I am Peter Wells and I have been serving as a Chaplain with Seamen’s Christian Friend Society in Portsmouth for over seven years. Throughout that time I have always found it to be a deeply rewarding and humbling role. I live on the Isle of Wight but thanks to the wonderful taxi service provided by my dear wife, I am able to take the regular Hovercraft service to Dover, then travel on to Portsmouth to visit to ships as they call into port.
From isolation into friendship
I believe that my role as Chaplain is to look after the spiritual and physical welfare of the seamen I meet to the best of my ability. Often this simply involves offering a hand of friendship and providing a listening ear. Seafaring can be a desperately lonely and isolating job and many of the men and women I meet tell me of the awful sense of isolation they endure, cut off from their family and friends for months on end. This loneliness can be especially pronounced for Christian crew members, as they miss the fellowship and sharing that forms such an important part of our faith. Often I’ll take them shopping in Portsmouth or for trip over to the island. That said, there is no doubt that seafarers form a very tight-knit community. Recently I visited a ship where a member of the crew had died at sea. I was greatly touched by the depth of sadness shown by his 20 colleagues.
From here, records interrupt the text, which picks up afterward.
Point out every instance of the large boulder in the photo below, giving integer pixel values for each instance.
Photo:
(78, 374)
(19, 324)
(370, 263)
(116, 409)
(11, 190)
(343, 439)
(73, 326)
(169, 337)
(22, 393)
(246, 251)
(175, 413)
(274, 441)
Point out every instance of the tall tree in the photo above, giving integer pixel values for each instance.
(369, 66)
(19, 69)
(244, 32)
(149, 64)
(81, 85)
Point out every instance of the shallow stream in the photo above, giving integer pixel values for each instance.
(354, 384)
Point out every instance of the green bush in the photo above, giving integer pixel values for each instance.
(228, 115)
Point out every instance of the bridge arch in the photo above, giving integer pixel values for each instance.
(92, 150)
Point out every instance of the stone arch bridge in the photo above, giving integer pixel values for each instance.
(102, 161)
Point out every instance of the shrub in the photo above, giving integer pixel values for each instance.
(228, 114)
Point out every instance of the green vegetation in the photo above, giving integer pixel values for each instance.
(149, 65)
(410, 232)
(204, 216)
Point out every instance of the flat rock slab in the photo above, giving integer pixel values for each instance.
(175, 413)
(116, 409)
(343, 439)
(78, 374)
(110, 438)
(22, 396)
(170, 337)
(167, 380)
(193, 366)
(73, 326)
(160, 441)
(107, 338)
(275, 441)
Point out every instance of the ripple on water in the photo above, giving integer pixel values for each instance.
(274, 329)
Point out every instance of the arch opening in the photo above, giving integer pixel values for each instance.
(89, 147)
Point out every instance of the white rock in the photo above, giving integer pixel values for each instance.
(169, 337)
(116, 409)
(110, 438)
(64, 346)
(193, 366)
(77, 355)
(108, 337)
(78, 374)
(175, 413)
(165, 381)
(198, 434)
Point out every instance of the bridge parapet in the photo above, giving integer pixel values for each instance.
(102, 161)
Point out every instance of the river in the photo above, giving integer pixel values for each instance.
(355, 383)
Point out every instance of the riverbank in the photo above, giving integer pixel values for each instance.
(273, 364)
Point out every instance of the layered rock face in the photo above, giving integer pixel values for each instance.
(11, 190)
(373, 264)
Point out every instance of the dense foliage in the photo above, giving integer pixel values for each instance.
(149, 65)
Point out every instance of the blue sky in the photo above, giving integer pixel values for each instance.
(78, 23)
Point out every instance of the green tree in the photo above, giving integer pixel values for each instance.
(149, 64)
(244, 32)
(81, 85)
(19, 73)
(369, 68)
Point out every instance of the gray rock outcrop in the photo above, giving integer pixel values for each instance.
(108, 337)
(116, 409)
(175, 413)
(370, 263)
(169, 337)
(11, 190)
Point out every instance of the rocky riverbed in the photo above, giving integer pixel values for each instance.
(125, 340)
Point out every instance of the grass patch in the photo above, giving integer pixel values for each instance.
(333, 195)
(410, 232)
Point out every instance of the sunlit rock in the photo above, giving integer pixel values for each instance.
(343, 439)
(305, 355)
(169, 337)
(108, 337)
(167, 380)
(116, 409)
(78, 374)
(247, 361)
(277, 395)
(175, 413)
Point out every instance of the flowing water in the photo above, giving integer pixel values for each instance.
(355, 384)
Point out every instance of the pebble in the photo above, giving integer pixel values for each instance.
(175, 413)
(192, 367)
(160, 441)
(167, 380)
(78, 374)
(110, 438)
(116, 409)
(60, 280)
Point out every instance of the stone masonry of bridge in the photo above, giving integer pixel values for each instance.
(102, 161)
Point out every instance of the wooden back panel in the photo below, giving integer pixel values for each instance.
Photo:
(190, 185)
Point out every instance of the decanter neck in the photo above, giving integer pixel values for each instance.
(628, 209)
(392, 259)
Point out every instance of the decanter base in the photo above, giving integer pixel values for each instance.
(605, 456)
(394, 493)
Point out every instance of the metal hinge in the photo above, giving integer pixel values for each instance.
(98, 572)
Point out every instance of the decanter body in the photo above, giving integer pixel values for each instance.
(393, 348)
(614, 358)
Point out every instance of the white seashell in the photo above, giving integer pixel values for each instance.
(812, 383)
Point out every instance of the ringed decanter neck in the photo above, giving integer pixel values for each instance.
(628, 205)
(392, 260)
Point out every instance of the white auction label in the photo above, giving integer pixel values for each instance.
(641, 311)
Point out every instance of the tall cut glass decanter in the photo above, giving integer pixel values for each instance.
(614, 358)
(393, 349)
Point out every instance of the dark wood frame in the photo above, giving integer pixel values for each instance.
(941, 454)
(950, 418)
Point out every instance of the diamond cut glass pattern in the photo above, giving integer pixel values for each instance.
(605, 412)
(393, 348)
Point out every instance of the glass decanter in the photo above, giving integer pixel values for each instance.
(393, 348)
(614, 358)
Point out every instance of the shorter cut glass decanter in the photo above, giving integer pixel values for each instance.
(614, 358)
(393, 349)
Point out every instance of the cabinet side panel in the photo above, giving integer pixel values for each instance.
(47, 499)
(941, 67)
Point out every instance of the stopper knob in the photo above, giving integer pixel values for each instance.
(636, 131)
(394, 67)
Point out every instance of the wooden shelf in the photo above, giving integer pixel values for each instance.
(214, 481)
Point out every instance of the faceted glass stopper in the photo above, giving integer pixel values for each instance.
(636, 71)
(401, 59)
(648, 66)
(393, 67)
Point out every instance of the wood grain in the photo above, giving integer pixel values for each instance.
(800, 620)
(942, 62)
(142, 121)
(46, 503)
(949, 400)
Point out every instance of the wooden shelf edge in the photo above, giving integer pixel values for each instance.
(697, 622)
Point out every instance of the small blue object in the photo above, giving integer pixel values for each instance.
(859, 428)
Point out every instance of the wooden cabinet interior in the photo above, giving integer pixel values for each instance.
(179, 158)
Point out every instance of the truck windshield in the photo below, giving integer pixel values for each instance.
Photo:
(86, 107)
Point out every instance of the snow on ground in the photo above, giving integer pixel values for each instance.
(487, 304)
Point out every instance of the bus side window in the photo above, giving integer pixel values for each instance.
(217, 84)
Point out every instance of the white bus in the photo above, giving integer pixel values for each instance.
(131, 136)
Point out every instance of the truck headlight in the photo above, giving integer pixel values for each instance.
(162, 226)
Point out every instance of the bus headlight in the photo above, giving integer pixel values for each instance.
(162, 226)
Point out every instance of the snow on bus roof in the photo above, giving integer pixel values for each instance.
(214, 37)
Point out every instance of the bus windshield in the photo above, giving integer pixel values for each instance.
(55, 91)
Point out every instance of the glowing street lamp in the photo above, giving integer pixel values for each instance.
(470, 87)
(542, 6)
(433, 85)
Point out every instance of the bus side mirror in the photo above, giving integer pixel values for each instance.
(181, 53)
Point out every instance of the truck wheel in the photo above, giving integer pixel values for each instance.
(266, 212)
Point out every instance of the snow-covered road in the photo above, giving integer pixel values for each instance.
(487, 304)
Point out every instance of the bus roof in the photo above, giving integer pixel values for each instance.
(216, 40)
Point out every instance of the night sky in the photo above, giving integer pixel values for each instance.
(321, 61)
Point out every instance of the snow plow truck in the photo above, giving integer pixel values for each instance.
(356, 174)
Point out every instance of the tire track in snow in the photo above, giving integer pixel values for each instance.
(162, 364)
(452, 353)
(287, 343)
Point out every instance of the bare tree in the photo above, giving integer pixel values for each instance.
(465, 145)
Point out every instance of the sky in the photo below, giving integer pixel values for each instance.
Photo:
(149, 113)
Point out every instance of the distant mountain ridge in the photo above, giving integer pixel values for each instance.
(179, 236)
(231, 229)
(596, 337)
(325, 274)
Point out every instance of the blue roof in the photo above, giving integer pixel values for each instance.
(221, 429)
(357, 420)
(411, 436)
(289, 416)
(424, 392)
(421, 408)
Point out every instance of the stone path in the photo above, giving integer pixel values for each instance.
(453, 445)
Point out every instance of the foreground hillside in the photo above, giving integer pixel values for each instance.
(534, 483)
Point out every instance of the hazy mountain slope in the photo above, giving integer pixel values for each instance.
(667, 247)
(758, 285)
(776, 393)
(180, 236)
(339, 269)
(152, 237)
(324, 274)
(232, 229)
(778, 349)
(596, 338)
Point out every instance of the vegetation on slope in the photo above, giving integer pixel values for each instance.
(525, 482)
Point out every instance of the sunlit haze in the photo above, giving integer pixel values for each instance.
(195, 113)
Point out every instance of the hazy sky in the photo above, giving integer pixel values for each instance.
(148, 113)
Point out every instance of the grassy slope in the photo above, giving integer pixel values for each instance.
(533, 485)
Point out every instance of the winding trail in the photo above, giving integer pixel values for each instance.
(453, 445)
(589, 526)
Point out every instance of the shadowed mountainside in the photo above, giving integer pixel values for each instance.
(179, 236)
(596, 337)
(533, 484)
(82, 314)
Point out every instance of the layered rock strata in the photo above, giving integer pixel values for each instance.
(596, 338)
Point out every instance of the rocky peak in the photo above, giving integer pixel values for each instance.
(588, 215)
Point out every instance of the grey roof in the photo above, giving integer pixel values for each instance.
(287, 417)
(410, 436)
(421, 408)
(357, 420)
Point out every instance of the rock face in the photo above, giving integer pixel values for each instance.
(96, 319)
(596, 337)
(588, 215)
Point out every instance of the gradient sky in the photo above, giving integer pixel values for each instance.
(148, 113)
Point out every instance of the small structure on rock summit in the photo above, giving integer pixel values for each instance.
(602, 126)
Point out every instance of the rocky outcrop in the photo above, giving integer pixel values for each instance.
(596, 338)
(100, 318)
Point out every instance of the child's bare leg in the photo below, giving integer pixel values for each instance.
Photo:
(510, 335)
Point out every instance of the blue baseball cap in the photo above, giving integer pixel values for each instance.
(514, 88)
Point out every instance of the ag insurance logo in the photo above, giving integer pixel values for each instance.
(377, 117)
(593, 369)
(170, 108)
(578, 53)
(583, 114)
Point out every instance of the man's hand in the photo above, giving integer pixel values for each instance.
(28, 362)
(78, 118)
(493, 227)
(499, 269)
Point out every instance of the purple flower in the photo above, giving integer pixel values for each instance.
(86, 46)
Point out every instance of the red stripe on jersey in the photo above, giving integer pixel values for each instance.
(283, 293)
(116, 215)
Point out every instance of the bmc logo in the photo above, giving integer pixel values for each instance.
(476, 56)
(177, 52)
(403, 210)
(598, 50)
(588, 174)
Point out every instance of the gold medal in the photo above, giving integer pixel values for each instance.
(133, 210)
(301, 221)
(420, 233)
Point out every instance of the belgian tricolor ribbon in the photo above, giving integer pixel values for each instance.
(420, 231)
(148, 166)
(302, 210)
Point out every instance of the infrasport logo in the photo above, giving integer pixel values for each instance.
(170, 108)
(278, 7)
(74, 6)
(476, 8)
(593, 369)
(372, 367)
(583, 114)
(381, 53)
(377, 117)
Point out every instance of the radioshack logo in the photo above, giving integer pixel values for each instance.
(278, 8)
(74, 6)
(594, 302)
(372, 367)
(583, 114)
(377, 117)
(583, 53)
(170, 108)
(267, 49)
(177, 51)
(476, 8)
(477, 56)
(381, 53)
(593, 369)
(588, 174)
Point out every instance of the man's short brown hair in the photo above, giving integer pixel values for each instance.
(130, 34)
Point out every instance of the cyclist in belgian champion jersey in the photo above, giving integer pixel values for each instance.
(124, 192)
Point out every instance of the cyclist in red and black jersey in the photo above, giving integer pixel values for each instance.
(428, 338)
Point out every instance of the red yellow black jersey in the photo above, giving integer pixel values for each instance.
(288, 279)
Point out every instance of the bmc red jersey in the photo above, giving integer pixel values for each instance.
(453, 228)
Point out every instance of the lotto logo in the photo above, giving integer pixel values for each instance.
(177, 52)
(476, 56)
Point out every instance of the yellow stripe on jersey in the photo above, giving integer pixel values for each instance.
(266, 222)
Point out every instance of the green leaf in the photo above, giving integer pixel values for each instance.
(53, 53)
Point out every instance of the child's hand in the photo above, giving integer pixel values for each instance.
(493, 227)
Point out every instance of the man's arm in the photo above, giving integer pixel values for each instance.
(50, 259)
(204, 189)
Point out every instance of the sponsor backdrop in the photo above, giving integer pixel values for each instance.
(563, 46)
Welcome to the ‘Solent Team’
I am very capably supported by three other SCFS colleagues who together make up the ‘Solent Team’ and who help me to carry God’s Word to visiting seafarers. John Budd, who also lives on the island, is in many ways my right-hand-man and he does a wonderful job of befriending those we meet and sharing the Good News of the Gospel with them. Chris Hanna used to be a skipper and a pilot, so he knows Portsmouth docks like the back of his hand, which is an enormous boon to us. And finally there is Pete Cook from Waterlooville on the mainland. Pete often meets us off the Hover craft and drives us to Portsmouth, sharing the job of visiting ships.
The gift of communication
As I write this summary in 2019, we have recently been given a hand-held Wi-Fi unit, donated by the ITF (the International Transport Workers' Federation). This means that as soon as we bring it onboard, the crew is able to contact family members at home. We also receive a tremendous supply of gifts and knitted clothing from churches as well as from anonymous sources, all of which is much appreciated by the seafarers. We are also fortunate in having a good supply of Christian literature, all of which is avidly sought by the seafarers.
We really do value the prayers of those who support our work in both prayer and practicalities. Our desire is that we too, may leave something of the fragrance of Christ as we visit the ships each week.